Sunday, July 01, 2007

Another From The Bridge


This is an interesting photograph. I was actually photographing the other dicrection, across the river, turned and noticed this and quickly grabbed the shot without any real thought as to placement - it just seemed right, so why mess with it.

Only after the fact do we recognize a number of elements in the image which help it work - note the placement of the left end of the railing relative to the white pillar in the background - had the railing matched the edge of the pillar or overlapped the edge it wouldn't have been as nice.

Note the radiating lines on the right side of the print created by the wide angle lens - from the rows of bricks in the retaining wall to the splaying lines of the railing, continued on into the line of the drainpipe.

How about the bright central pillar and the way it is arranged against the pillar behind, the curved arch to it's right and even the mark on the concrete to the left of the top of the pillar seeming to extend from the flare in the pillar.

Even the furthest end of the railing (after the turn, is perfectly aligned with the rest of the railing so the end shows nicely.

Absolutely none of this was planned - none of it even noticed when I took the picture - I simply recognized the rightness of it and plunked the tripod down in front of my eye and make the picture, without a single move of the tripod.

Luck?
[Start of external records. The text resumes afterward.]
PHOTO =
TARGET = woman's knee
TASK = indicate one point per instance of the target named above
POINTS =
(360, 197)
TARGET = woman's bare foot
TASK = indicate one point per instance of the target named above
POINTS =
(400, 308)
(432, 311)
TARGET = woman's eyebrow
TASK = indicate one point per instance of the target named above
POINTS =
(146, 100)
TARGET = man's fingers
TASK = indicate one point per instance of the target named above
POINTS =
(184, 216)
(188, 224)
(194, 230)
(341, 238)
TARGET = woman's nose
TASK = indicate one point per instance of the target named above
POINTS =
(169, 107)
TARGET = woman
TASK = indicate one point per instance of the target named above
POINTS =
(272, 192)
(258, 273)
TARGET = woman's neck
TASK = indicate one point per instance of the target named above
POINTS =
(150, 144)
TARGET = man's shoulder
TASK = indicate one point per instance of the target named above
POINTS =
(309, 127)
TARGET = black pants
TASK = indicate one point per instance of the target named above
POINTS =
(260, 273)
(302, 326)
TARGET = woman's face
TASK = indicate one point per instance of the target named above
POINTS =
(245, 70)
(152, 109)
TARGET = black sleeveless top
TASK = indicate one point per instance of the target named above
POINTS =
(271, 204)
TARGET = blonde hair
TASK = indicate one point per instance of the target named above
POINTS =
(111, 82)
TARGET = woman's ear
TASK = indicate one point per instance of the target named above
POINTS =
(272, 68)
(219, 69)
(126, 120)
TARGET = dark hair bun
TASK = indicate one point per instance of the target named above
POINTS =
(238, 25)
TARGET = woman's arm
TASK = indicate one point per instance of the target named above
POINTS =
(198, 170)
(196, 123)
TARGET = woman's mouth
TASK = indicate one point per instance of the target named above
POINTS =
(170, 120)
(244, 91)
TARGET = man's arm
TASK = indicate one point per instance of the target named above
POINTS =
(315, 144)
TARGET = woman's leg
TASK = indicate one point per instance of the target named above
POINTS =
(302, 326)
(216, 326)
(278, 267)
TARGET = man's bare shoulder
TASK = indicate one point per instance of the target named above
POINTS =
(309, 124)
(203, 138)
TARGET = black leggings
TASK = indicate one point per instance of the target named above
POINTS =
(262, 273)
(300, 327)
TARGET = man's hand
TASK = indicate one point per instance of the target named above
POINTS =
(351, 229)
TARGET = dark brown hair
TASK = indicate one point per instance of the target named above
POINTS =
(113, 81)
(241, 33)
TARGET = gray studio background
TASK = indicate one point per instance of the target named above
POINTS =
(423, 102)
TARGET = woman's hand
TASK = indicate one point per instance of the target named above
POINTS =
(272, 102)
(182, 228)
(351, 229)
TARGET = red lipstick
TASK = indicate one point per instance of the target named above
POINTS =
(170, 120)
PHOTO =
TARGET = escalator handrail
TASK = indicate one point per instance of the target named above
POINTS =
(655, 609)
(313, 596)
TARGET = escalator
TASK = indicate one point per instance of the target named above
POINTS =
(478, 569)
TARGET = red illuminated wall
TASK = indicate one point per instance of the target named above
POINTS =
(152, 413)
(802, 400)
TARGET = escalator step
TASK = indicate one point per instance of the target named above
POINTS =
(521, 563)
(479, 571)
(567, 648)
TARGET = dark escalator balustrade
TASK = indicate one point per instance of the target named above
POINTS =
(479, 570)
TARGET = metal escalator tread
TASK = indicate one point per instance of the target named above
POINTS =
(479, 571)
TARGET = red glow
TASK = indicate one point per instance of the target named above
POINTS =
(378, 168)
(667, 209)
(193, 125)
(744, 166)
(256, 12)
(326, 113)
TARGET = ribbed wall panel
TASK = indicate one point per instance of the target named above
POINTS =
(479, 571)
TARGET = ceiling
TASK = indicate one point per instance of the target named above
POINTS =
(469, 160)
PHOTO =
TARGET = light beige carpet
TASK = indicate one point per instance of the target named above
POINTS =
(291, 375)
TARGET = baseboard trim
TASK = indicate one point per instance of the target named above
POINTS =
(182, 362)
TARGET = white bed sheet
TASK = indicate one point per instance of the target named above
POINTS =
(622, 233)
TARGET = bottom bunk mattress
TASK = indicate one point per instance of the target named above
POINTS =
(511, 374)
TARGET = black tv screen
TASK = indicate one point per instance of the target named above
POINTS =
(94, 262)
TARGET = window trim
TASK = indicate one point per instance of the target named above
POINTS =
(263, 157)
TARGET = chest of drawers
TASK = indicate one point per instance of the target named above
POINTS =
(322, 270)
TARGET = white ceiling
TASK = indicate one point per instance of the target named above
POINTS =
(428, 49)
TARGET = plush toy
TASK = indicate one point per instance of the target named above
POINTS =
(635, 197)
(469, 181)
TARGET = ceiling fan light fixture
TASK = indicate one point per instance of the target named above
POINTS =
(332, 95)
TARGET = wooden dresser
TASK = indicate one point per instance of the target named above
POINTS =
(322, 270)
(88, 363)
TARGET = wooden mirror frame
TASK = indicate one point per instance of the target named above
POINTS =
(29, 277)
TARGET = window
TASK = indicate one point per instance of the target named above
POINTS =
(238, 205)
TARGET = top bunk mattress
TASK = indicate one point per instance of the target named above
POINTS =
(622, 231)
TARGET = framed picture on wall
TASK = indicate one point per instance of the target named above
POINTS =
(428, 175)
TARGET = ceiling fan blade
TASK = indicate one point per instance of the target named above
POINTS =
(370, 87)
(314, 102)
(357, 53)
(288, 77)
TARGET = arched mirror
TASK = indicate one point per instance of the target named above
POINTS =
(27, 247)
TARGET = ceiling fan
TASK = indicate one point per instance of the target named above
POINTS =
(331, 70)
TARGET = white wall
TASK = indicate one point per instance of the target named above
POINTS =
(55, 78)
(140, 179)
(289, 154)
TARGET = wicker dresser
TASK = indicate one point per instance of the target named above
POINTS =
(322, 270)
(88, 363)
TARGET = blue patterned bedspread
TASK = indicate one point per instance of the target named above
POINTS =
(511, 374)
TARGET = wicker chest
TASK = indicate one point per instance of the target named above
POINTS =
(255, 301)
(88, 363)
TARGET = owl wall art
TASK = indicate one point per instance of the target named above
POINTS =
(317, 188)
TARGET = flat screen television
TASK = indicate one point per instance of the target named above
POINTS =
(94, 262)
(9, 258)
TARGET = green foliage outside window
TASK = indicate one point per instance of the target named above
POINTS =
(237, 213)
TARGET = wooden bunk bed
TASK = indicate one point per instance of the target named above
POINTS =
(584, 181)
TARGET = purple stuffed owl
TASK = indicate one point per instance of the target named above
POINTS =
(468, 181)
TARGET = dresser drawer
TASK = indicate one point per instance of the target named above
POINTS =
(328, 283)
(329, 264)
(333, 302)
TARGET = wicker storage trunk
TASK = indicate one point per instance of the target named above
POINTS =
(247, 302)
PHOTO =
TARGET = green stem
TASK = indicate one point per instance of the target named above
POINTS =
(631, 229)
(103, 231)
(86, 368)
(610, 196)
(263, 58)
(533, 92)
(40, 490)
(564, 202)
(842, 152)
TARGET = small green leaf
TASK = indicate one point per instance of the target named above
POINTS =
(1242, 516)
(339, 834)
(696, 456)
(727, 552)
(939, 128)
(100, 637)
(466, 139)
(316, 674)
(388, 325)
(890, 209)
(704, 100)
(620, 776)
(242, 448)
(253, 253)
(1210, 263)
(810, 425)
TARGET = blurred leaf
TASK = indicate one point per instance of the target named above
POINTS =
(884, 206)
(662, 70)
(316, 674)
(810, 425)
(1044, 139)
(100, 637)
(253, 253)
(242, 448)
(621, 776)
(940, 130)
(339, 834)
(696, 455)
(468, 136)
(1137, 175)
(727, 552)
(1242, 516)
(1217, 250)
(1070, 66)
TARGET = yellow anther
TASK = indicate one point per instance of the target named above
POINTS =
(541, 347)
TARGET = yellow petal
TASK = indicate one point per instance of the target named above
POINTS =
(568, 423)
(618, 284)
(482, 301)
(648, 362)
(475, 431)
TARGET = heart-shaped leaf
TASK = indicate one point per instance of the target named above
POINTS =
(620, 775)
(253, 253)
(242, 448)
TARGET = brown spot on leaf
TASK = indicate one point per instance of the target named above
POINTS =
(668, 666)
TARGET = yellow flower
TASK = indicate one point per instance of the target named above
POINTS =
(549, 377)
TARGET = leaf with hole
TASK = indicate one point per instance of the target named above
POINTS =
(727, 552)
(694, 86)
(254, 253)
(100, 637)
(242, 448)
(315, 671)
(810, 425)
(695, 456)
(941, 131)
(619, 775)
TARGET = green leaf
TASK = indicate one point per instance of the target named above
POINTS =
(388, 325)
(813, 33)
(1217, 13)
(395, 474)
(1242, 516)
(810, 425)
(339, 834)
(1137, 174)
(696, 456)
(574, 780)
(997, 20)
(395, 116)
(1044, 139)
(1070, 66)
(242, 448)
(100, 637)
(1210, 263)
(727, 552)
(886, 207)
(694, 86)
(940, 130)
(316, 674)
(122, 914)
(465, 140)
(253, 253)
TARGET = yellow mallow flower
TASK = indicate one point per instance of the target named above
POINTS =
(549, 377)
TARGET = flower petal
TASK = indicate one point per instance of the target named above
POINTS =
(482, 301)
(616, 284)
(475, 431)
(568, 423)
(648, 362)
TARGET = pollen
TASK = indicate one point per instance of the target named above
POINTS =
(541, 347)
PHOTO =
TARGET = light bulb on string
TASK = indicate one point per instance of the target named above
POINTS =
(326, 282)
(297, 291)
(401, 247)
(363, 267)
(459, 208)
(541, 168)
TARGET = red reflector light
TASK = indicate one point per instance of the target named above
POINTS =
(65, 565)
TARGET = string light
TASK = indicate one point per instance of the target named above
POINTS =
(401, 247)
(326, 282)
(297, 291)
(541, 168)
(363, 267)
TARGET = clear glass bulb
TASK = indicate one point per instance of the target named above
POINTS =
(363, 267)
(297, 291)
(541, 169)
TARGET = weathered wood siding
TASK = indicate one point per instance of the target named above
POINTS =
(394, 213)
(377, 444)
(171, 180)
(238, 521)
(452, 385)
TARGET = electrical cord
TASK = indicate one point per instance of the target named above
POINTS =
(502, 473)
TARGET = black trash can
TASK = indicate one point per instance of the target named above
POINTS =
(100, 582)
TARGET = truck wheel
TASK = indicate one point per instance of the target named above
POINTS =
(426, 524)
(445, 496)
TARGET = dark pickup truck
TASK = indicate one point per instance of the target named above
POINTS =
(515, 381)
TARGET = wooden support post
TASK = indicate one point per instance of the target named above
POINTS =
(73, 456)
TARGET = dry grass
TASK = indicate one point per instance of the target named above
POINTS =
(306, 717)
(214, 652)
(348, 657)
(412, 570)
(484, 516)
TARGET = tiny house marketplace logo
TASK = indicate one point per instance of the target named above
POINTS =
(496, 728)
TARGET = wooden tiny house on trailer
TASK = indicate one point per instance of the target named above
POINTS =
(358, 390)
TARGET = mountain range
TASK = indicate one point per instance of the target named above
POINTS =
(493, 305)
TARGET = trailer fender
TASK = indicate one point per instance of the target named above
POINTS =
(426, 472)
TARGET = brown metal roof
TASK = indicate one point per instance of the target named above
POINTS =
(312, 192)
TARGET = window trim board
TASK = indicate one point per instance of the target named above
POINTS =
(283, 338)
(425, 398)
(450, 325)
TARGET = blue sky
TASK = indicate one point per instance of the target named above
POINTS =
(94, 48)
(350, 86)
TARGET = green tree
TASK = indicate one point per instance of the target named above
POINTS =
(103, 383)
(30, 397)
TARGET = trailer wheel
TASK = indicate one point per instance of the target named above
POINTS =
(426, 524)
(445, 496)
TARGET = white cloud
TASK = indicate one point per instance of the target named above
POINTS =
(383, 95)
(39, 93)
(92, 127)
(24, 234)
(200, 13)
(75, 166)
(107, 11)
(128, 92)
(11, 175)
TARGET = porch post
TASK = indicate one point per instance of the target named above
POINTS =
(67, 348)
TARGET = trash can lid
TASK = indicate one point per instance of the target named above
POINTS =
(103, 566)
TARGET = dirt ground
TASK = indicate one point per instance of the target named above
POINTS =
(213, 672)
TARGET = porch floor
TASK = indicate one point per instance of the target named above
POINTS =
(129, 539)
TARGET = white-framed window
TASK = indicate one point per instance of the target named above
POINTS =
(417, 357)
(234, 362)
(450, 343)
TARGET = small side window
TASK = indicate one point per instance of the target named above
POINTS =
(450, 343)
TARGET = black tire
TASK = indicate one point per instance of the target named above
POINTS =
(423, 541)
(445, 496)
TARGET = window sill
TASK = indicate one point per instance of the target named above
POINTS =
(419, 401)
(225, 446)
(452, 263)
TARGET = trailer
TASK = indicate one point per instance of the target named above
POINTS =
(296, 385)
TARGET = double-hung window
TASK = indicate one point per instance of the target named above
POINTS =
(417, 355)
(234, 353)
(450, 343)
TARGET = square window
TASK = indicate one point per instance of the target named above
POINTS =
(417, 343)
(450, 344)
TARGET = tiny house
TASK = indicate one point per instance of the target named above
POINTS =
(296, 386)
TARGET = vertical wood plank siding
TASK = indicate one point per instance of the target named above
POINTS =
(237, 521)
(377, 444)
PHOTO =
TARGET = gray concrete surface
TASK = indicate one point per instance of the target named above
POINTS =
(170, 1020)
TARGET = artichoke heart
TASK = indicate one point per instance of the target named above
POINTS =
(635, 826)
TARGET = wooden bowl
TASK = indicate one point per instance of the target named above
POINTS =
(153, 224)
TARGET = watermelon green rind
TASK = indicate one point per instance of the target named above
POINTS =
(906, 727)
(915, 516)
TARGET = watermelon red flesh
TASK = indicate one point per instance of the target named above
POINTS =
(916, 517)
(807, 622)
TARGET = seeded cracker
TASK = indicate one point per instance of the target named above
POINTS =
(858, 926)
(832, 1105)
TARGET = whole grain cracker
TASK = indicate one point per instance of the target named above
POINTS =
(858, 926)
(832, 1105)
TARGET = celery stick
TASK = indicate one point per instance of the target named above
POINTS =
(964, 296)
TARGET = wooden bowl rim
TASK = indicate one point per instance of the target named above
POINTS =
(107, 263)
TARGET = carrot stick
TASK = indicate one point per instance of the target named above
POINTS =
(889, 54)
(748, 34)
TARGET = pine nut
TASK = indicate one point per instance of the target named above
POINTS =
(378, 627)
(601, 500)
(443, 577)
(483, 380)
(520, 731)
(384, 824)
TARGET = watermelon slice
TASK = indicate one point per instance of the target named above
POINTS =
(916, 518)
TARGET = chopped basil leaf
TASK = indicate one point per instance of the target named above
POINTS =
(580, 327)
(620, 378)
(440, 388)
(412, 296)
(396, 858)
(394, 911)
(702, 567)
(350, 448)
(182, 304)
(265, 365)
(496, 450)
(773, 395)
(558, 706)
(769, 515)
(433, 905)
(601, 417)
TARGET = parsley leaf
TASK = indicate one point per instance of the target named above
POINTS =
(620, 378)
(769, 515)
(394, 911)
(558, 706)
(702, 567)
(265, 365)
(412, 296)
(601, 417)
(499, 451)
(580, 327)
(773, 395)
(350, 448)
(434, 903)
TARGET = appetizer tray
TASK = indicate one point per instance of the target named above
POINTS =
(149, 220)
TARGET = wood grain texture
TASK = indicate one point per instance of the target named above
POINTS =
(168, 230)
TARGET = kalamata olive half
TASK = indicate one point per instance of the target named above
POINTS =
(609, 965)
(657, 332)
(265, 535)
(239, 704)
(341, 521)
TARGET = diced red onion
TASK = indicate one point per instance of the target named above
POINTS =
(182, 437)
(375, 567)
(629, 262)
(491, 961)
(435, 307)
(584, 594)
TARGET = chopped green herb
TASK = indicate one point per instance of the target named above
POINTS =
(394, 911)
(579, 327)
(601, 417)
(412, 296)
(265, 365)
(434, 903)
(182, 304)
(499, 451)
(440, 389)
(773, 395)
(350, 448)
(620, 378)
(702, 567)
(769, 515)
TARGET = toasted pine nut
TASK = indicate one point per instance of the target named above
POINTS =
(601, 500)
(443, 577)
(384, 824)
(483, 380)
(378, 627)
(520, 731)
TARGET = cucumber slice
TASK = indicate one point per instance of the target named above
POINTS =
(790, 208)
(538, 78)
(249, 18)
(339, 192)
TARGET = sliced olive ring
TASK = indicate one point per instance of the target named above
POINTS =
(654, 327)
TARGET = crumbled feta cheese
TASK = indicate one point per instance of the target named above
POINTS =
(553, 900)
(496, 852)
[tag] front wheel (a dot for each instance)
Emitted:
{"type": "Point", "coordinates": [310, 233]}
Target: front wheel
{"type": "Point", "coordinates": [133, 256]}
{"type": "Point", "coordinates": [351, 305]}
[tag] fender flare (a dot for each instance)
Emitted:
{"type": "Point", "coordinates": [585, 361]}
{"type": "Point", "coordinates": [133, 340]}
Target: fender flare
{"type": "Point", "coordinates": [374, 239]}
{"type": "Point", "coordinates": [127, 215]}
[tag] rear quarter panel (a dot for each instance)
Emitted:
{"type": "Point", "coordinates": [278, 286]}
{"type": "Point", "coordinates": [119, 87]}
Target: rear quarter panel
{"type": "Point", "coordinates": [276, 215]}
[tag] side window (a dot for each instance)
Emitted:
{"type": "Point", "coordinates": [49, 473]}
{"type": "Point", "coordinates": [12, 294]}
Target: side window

Perhaps, but I find this kind of luck happens all too often. I think instead that having photographed for many years, I recognize the rightness of compositions without analyzing them - part practice, part looking at good images. This kind of 'shooting because it's right' without analysis happens too often just to be luck.

It does raise one concern though - this kind of luck depends on being in exactly the right place at the right time - surely I could find a lot more good images if I put myeslf in a variety of locations, left right, up down, to and fro, so that I might find that right spot more often, even better is to actually think about it and recognize that moving in a certain direction is going to strengthen the image.

Still, I'm not going to reject such 'lucky' shots when offered me.

2 comments:

Rosie Perera said...

I think it's kind of like after you've been reading for a few years and you no longer have to sound out each word letter by letter anymore. You can grasp the sound and meaning of a whole word at once with a single glance. And as you learn to speed read, you can even grasp a whole phrase or sentence at a time. When you've been sizing up good compositions for several years, I think you gain an intuitive sense of what will work as a good composition and what won't.

I'm sure you do put yourself in a variety of locations. You even mentioned that you'd been looking in the opposite direction but then turned around and saw this composition and snapped it. The number of viewpoints you're in where you don't take a photo probably far exceeds the number of ones where you say to yourself "yes, that's a good one!" so much that you don't even notice the former.

Anonymous said...

Are not all shots "lucky"?

It is always the photographer who first sees the potential, then sets up the framing and finally takes the photo. The latter is the easiest and least relevant part. Seeing is the hardest and as Rosie says - it is like reading, only we all know the steps of proficiency in reading, but not photography where too many people think snapping is the only art there is.